Enforcement activities may require more collaboration to keep program costs low and affordable.  It’s important to contact your local law enforcement early in your planning to determine how you can  work together to support student safety when children are walking/rolling to and from school.  This can be done by:

  • Supporting ‘stings’ to ticket unsafe driver behaviors in specific areas that are considered higher risk for pedestrians and bicyclists.

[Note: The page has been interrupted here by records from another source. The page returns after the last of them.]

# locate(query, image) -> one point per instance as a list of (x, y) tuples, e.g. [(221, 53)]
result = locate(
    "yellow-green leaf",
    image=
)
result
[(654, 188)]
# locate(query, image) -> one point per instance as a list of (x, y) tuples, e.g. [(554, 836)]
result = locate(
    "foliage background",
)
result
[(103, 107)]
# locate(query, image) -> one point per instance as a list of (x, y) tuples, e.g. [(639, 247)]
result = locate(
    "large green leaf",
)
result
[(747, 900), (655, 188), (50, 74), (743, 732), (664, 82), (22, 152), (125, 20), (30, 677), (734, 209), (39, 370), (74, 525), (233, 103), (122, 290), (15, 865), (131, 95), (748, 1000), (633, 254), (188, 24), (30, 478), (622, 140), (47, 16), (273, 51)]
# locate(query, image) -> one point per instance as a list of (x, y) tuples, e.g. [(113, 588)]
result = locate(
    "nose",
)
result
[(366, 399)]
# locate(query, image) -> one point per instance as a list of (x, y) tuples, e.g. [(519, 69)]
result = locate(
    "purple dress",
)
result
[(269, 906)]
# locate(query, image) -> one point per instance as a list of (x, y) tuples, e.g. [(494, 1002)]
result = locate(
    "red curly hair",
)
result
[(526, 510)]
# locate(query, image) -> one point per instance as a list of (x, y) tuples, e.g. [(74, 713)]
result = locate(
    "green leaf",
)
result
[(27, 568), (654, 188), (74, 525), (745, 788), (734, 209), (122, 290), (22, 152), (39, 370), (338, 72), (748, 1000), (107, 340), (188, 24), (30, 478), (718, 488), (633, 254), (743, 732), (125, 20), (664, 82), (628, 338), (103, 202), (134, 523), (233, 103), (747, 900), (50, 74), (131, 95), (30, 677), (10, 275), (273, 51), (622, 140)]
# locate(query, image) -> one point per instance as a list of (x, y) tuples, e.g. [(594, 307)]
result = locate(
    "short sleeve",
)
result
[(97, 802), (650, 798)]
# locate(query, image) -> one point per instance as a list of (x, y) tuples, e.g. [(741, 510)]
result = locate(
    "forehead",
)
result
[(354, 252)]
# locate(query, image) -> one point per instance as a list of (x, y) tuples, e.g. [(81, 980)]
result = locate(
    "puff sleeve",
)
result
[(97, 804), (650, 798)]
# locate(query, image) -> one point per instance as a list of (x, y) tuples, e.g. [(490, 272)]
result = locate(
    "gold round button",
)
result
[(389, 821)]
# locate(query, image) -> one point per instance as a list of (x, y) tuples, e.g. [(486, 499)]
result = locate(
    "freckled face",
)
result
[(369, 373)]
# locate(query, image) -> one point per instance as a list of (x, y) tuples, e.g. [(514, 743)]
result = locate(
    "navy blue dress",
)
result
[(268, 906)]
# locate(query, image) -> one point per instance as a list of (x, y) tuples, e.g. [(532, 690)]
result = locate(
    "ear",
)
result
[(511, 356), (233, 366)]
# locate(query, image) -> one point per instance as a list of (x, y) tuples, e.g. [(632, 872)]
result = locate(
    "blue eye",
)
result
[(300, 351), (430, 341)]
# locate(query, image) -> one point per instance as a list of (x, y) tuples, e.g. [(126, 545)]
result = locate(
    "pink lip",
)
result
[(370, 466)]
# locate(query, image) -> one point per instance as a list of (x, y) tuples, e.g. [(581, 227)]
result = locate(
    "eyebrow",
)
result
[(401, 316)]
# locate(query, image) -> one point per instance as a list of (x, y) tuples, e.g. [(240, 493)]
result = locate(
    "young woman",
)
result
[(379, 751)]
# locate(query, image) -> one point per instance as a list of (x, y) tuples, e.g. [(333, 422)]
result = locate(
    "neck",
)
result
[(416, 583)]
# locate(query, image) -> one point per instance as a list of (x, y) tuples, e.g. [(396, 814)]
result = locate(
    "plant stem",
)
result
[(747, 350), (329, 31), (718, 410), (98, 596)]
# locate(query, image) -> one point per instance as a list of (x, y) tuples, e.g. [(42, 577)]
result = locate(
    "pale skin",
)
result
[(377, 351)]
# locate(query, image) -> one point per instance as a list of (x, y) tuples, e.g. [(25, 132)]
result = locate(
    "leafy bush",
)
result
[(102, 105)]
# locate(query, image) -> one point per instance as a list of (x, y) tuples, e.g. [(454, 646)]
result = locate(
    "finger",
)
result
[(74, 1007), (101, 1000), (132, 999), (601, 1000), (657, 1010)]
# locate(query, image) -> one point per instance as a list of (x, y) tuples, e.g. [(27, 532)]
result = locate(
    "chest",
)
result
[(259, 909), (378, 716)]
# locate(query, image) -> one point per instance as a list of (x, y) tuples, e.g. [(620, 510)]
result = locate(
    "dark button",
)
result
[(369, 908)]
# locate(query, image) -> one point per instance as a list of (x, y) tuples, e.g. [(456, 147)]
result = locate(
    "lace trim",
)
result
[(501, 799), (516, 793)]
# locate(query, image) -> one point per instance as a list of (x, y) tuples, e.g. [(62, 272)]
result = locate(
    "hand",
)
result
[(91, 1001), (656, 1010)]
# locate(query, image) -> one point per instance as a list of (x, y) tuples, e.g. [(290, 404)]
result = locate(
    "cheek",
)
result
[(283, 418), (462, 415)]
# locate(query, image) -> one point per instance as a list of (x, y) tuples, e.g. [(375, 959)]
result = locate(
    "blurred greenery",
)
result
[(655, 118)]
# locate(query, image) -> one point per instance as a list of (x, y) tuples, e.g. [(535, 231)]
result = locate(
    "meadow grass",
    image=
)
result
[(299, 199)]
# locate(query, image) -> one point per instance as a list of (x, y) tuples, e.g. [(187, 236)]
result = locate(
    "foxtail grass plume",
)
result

    • Some ideas include citations for speeding, improper turns and stops, and not yielding to pedestrians in crosswalks.  Law enforcement can also be used to help reinforce no parking/loading zones during high-traffic drop-off and pick-up times.
  • Supporting ‘caught being good efforts.’

  • Other enforcement activities to consider include organizing and supporting crossing guards and school safety patrols.


Engineering activities can often be modest in cost:

  • Consider low-cost treatments involving cones and paint.
  • Stencils on sidewalks or shared bicycle/pedestrian paths can help to communicate behavioral expectations.
  • Temporary in-street signage that can be moved easily by crossing guards and/or other adult volunteers after high traffic arrivals and drop-off periods should be considered in all traffic safety discussions that strive to both economical and practical.